A. Methylene blue decolorization assay of oxygen consumption under copper deprivation (TTM) or treatment with Q203 in WT or ΔnrpΔcydAB M. tuberculosis at day 0 (d0) or day 3 (d3) of incubation. Clear vials indicate oxygen consumption by respiration. B. Quantitative measurement of oxygen consumption using oxygen sensitive optical sensors. WT M. tuberculosis treated with DMSO, ND-011992, Q203, or both ND-011992 and Q203. Oxygen measurements were taken daily. Each point represents three measurements of two biologic replicates. Error bars are SEM. Statistical significance between Q203 and ND-011992 + Q203 determined via two-way ANOVA with Tukey correction for multiple comparisons. ****= p<0.0001. C. Same assay as in panel B with WT and Δnrp M. tuberculosis treated with DMSO or 25 μM TTM. Error bars are SEM. D. Same assay as in panel B with WT, ΔnrpΔcydAB, or ΔnrpΔcydAB + nrp treated with 25 μM TTM. Error bars are SEM. Statistical significance between WT and ΔnrpΔcydAB treated with 25 μM TTM determined via two-way ANOVA with Tukey correction for multiple comparisons. ****= p<0.0001. E. Cellular ATP levels determined by BacTiter-Glo in the indicated strains treated with DMSO, 20 or 40 μM TTM, or 100 nM Q203. [ATP] determined by standard curve determined in growth media containing the same quantities of DMSO, TTM or Q203. Error bars are SEM. Statistical significance determined via two-way ANOVA with Tukey correction for multiple comparisons. *= p<0.05, ***=p<0.001, ****=p<0.0001. F. Relative abundance of a CtaD-ALFA protein in M. tuberculosis of the indicated genotype treated with BCS or TTM. See Figure S4 for primary immunoblot data. Error bars are SEM. Statistical significance determined via two-way ANOVA with Tukey correction for multiple comparisons. ns= not significant.

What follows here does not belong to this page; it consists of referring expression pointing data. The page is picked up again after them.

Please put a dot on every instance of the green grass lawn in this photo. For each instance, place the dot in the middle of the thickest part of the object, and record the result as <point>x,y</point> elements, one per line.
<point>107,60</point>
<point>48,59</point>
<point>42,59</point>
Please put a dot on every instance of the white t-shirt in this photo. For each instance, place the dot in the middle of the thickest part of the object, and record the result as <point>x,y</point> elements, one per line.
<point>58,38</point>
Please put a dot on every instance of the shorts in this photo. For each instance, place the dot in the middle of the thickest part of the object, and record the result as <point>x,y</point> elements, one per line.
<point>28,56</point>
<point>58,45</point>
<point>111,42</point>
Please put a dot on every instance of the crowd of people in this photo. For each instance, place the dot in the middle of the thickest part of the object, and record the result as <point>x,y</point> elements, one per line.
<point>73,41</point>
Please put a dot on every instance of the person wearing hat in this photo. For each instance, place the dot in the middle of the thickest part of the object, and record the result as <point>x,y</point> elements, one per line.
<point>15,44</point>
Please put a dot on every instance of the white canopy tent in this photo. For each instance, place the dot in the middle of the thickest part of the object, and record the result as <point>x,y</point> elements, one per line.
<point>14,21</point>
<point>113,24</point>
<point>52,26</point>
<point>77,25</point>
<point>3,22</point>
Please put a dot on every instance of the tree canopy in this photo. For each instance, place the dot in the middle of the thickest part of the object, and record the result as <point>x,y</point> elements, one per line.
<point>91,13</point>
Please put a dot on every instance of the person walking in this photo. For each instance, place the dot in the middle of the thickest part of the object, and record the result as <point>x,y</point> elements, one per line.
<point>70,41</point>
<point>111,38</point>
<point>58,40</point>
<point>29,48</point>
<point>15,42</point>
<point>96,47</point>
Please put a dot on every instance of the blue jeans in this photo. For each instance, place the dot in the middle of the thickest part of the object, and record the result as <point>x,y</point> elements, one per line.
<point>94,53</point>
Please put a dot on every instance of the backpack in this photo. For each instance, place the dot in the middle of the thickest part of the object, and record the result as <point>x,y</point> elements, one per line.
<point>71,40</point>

Figure 4. Respiratory chain flexibility is critical for M. tuberculosis virulence

A, B. Bacterial titers in the lung (A) or spleen (B) in mice infected with M. tuberculosis WT, Δnrp, ΔnrpΔcydAB, or ΔnrpΔcydAB + nrp. Error bars are SEM. Statistical significance determined via two-way ANOVA with Tukey correction for multiple comparisons. Not significant (ns), **=p<0.01, and ***=p<0.001. C, D. Copper deprivation by the host is independent of neutrophils. Bacterial titers in the lung (C) or spleen (D) in mice infected with M. tuberculosis WT or ΔnrpΔcydAB, or ΔnrpΔcydAB + nrp treated with isotype control antibodies or anti-Ly6G antibodies to deplete neutrophils. Flow cytometric quantitation of neutrophil depletion is provided in Figure S5. Error bars are SEM. E, F. Copper deprivation by the host is independent of adaptive immunity. Bacterial titers in the lung (E) or spleen (F) in C57BL/6J or C57BL/6 SCID mice infected with M. tuberculosis WT or ΔnrpΔcydAB. Error bars are SEM.